I knew if I could write it I could find the core of the matter.
And the core of the matter is that I feel stupid for believing that I deserved that good and that the bad wouldn’t come and take it from me. The thing I fear most is that the truth is I Always Fall.
But why does that frighten me?
I’ve gotten up more times than I know how to count. I’m not sure there is a number that expresses how many times I have gotten up. Falling. I am an expert at fucking falling.
But I am also an expert—by at least a sum of ONE MORE NUMBER—at GETTING UP.
I Always Get Up. I Always Stand. Still I Rise.
All this chaos of the night and these flashes of what may have happened and who may or may not be here for my good or for my ill. All these thoughts and feelings and glimpses. All of this comes to nothing and it means nothing. Because at the end of this, I get up and I keep going.

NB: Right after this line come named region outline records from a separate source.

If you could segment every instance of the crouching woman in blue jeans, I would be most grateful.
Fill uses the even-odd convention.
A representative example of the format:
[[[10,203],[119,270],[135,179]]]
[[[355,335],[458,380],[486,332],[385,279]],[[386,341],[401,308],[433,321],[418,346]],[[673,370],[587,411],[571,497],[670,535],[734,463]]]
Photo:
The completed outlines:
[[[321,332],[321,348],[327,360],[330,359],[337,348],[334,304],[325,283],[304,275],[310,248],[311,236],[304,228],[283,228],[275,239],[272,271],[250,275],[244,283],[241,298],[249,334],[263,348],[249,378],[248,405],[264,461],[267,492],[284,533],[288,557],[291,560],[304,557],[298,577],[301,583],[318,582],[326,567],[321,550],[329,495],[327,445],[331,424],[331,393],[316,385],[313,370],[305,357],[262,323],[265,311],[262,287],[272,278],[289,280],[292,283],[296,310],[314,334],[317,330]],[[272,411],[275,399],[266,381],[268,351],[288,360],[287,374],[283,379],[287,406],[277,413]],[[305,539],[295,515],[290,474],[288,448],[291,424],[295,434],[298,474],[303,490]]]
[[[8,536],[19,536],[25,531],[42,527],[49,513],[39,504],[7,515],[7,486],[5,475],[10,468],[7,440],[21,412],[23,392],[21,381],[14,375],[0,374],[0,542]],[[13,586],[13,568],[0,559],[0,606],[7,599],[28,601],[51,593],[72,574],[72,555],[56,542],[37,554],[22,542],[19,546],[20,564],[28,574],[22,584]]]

I already know that is true.
And maybe I didn’t know it until this moment. But I know it now.
I also know that it has been true for years and years. It isn’t going to stop being true anytime soon, or because of any circumstance—whether I remember it or not, whether I was raped or not, whether this asshole dude’s DNA is on my person or not, whether I lose friends or not, whether Stavros checks the surveillance or not, whether I find the perpetrator of this violence or not, and whether I find an amazing partner in the future or not.
I will find my footing.
I will find my wisdom and my gratitude and my abundance and my grace and my joy. They will radiate from me. I will pour them out upon the world.
I am rising again.
You are beautiful, I love and respect your determination to Rise. What somebody did to you doesn’t negate the progress you’ve made elsewhere, it’s just temporarily hidden behind the natural grieving and coping responses, there is no timeline to to the process and not remembering is both a blessing and a curse. Sending love, hugs and prayers. Thank you for having the courage to post and encourage others struggling.